Settlement Money (Wrongful death)

Baltimore, MD |

My mom is 78 and just received a six figure settlement, separate from the estate settlement, and she is currently on Section 8 housing. I informed her that the money must be reported to Section 8, however, she intends to assign my uncle as her POA and endorse the check to him to keep her section 8 voucher. I don't feel good about this, but can't convince her that it is wrong. I am the personal representative of the deceased estate and refuse to in so many words "hide" the money and allow her access at any time. Is it illegal for her to not report this money to the housing authority.
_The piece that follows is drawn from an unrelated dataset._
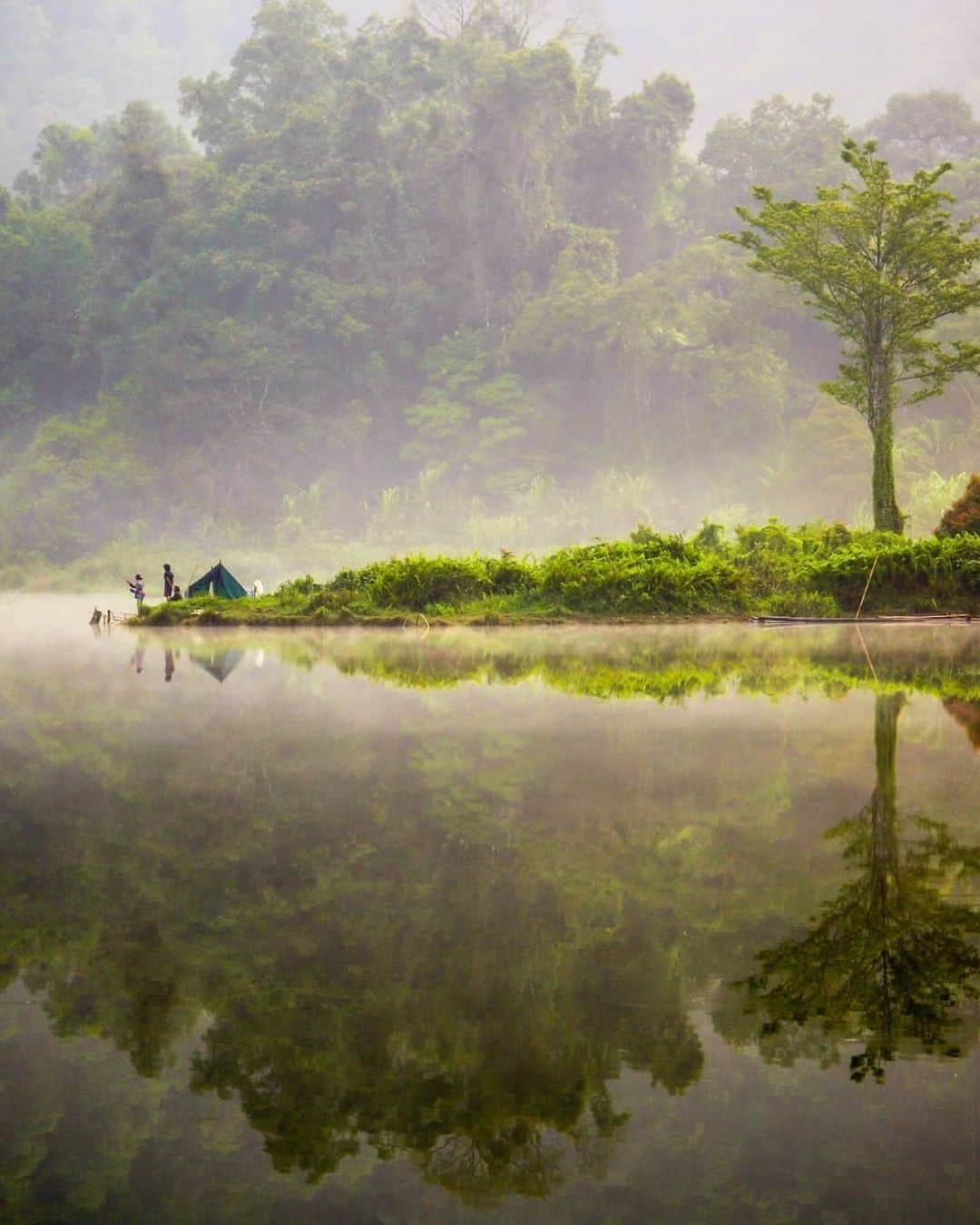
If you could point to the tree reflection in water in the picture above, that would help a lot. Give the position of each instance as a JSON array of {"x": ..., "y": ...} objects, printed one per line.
[{"x": 891, "y": 958}]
I'm assuming that once it is reported, that she will no longer be eligible for section 8, medicare or food stamps. I think that she should inform them to make this service available to someone who needs it

+ Read More

Attorney answers 6

Best Answer

She will definitely lose Section 8 and food stamps, but Medicare should not be affected. Her failure to properly report her income or the huge change in her financial condition (assets) to the housing and welfare programs from which she receives need-based benefits, is a crime, and can place her in jeopardy of criminal prosecution, fines, possible imprisonment, and a requirement that she pay back all benefits received plus interest and penalties during the time she was ineligible to receive them. Perhaps she does not appreciate the gravity of what she is doing, nor the risks for her brother who is actively abetting her welfare fraud scheme. I do not see where you have any legal exposure, but you certainly can explain these matters to your mother and uncle, and if you feel like being proactive, you can simply tell her that if she fails to update her income/asset information with the appropriate authorities, then YOU will do so. That ought to get her to act, unless she doesn't believe you'd do that.


Consult an attorney in MD about this issue.
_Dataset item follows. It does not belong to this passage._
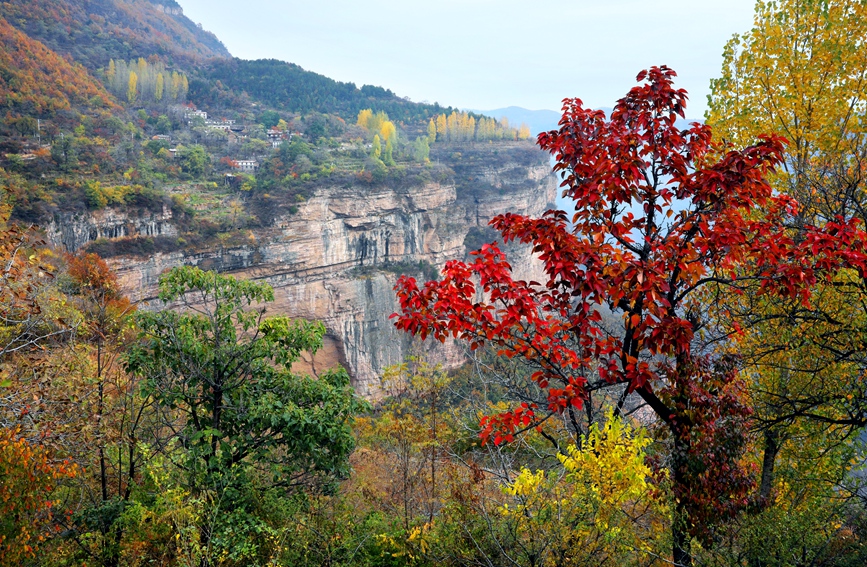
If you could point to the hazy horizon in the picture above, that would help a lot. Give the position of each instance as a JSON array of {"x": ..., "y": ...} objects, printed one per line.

Nothing in this communication should be construed as creating an attorney client relationship. This is for informational purposes only. Attorney will take no action on your behalf unless and until a written retainer agreement is signed. There are strict time deadlines on filing claims and, as such, you are advised to consult with and retain an attorney immediately to file such claims timely or you will lose any right to recovery.


Talk to the estate attorney. It may just be the beneficiary's obligation rather than yours.
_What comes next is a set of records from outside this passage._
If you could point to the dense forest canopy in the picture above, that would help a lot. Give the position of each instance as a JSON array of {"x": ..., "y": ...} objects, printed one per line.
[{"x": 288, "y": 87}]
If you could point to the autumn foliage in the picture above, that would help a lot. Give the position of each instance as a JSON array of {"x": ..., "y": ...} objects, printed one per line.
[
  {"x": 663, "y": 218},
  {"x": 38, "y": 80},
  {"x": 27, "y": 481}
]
All of your instincts are correct. As the Personal Representative, you should have advice on your obligations to protect Estate assets.


You have certain obligations and she has others. They do not necessarily conflict or coincide with each other. It seems you have two concerns, one is your obligations and your potential trouble and secondly her obligations and what trouble she can get into. Obviously hiding the money from the government is not recommended, however there are many legal ways to structure such settlements so that it does not become a problem. Usually your PI lawyer would handle this, however if he/she is not and you need some help, do not hesitate to contact me.

The Law Offices of Daniel J. Miller, LLC

The response herein is for informational purposes only is not legal advice and does not create an attorney/client relationship. The response is in the form of legal education and is intended to provide general information about the matter within the question. I am a lawyer licensed in the State of Maryland only, and I am not your lawyer (unless you have been in my office and signed a contract). This communication is not intended as legal advice, and no attorney client relationship results. Please consult your own attorney for legal advice.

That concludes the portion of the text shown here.